LINCOLN, Neb. (AP) — A Nebraska bill that would require anyone to report animal cruelty within 24 hours faced an onslaught of criticism Wednesday, with opponents calling it a disingenuous attempt to keep animal rights groups from exposing abuse.
Animal rights advocates urged lawmakers to reject a measure, which is similar to other bills touted by the American Legislative Exchange Council — a conservative think tank backed by big business interests. The bill would require incidents of animal abuse to be reported within 24 hours of taking place, but animal rights groups say it would cripple their ability to document patterns of abuse.
The issue has caught the attention of prominent animal rights advocates, including former "The Price is Right" host Bob Barker, who sent a letter to the Judiciary Committee last week urging its members to kill the proposal.
The bill would require anyone who witnesses animal abuse to file a written report to authorities within 24 hours, and turn over any video, photograph or audio evidence. It also would create penalties for anyone who makes a false statement when applying for a job at an animal facility, if they intend to damage the business or interfere with its operations.
Sen. Ernie Chambers called the bill "atrocious" during a legislative hearing on Wednesday, and ACLU lobbyist Alan Peterson said the measure was "the most blatantly unconstitutional approach to lawmaking" that he had ever seen. Peterson said the bill violates free speech rights, protections against unreasonable search and seizures, due-process safeguards and protections against self-incrimination.
"This is terrible," Peterson said. "This is just awful, and frankly it's disingenuous to say you're trying to protect animals — unless you regard the Koch brothers as animals."
The Legislature's Judiciary Committee reviewed the bill Wednesday afternoon. The Legislature's Agriculture Committee killed a similar bill last year.

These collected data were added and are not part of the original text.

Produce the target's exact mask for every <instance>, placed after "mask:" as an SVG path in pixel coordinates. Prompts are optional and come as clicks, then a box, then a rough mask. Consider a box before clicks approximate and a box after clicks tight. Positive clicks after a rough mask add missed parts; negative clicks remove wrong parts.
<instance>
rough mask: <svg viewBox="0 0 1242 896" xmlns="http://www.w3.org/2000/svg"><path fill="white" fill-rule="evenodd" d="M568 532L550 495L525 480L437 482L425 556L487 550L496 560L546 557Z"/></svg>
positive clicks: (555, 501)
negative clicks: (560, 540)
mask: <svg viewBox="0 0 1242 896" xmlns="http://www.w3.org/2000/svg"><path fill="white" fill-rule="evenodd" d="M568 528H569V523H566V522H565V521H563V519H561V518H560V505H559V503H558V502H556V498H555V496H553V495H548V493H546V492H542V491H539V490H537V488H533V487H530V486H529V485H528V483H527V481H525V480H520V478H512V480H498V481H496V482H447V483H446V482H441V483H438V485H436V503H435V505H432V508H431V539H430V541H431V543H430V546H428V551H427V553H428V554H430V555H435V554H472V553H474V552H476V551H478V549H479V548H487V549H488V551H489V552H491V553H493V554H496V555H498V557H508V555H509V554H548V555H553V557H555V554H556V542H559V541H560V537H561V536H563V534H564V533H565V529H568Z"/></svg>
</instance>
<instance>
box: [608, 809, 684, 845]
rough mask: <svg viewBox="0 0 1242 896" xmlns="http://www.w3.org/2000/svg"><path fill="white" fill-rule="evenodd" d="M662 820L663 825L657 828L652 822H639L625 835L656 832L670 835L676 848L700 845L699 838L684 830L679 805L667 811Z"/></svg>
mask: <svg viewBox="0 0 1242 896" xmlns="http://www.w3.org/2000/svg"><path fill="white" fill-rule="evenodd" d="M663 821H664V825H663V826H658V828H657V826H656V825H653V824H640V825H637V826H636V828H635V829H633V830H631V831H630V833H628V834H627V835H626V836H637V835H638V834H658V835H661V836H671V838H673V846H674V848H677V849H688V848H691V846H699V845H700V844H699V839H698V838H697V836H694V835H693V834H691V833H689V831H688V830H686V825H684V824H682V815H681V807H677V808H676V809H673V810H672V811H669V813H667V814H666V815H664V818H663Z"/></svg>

The bill's sponsor, state Sen. Tyson Larson of O'Neill, said the groups often circulate the footage online for their own fundraising and political gain. Critics of the undercover operations also argue that the videos seek to portray farm producers unfairly, and turn Americans against meat consumption.
"If you see abuse, you should want it to stop as soon as possible," Larson said. "For them to say you have to get documented evidence before you can report abuse — that's just them trying to serve their own interests for political gain. What do they care more about — protecting the animals, or furthering a cause?"
Iowa approved a similar measure last year with bipartisan support.
Barker, 89, grew up on South Dakota's Rosebud Indian Reservation along the Nebraska border, and often visited Valentine, Neb., as a child.
"These ridiculous, unsavory laws are being pushed in various states all over the country," Barker said by phone from Los Angeles. "There's only one purpose for any and all of them, and that's to protect people who are committing animal cruelty. We're doing everything we can to stop them ... and I hope they don't pass them in Nebraska."
Sen. Al Davis of Hyannis questioned whether the measure would overwhelm rural law enforcement agencies with reports. But Davis, a western Nebraska rancher, said he was also concerned that meat processors would use the law to suppress undercover operations.
Critics say the bill is designed to undermine undercover operations that expose animal abuse, because activists generally need to document a pattern of abuse before law enforcement will act.
"One thing that happens is that bad becomes normal, and there is an eroding of behavior that can happen," said Monica Engebretson, a senior program associate for the group Born Free USA. "Passing laws to prevent whistle-blowing is not the way to go."
Federal regulators shut down a California slaughterhouse in August after receiving an undercover video that showed dairy cows — some unable to walk — being repeatedly shocked and shot before they were slaughtered. The action by the U.S. Department of Agriculture came after the agency received hours of videotape from Compassion Over Killing, an animal welfare group that embedded an investigator at the facility. The investigator made the video over a two-week period in June.
Four minutes of excerpts released to The Associated Press at the time showed cows being prepared for slaughter. One worker appeared to be suffocating a cow by standing on its muzzle, after a gun that injects a bolt into the animal's head failed to render it unconscious. In another clip, a cow was still conscious and flailing as a conveyor lifted it by one leg for transport to an area where the animals' throats are slit for blood draining.
In November, the U.S. Humane Society of the United States announced a settlement in its lawsuit against another California processing company, Westland/Hallmark Meat Co. The group filed a federal lawsuit in 2009, after releasing another undercover video that showed "downer cows" — those too weak or sick to walk — being dragged by chains, rammed by forklifts and sprayed with high-pressure water by employees who wanted them to stand and walk to slaughter.
The video sparked a recall of 143 million pounds of beef, including 37 million pounds that had gone to school lunch programs. The recall cost taxpayers $150 million.